Antibiotic association in patients presented to ED with diarrhoea found positive for C. difficile infection-A retrospective study
© Shah et al; licensee Springer. 2015
Published: 22 April 2015
Diarrhea is common in patients coming to Emergency Department (ED), especially among those who receive antibiotics. Clostridium difficile is the most commonly identified organism for antibiotic associated diarrhea. Because of the frequent use of broad-spectrum antibiotics, the incidence of C. difficile- associated diarrhea (CDAD) has risen dramatically in recent years. Antibiotic exposure has become a recognized risk factor. Data from India are limited to a few studies regarding antibiotic exposure and C. Difficile infection. This retrospective study was done to study the antibiotic association with C. Difficile infection in sick patients who presented to our ED with diarrhea.

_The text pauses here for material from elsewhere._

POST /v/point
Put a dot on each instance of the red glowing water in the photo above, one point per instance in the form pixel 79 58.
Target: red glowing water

A total of 59 patients with diarrhea were included in this study. They were admitted to our hospital through the ED from January 2013 to June 2014 and whose fecal specimens tested positive for C. difficile toxin. The hospital records of the corresponding patients were retrieved and clinical data were noted. Data including age, sex, duration of diarrhea, clinical features, associated illnesses, exposure to antibiotics, sigmoidoscopic or colonoscopic findings were collected. Data in patients with C. difficile infection (study group) were compared with those in patients without (control group). Testing for toxin A and toxin B of C. difficile was performed on the stool samples using an enzyme-linked immunosorbent assay.
C. Difficile infections were found to be high in patients who were exposed to cefoperazone+sulbactam (20%), meropenem (19%), piperacillin+tazobactam (15%), ceftriaxone (15%), cefuroxime (12%), colistin (10%) before coming to ED. Other pre-arrival antibiotics exposure associated with C. Difficile infection were for teicoplanin, ciprofloxacin, azithromycin, amoxicillin+clavulanate , tigecycline, imipenem, cefepime, doxycycllin, ertapenem, linezolid, amikacin.
C. difficile infection rates were high for patients who used cefoperazone+sulbactam, piperacillin+tazobactam, cefuroxime, ceftriaxone, meropenem, colistin before coming to ED. Hence, unnecessary usage of these antibiotics should be avoided and should be limited to critically ill patients and, if they are used, their usage should be justified.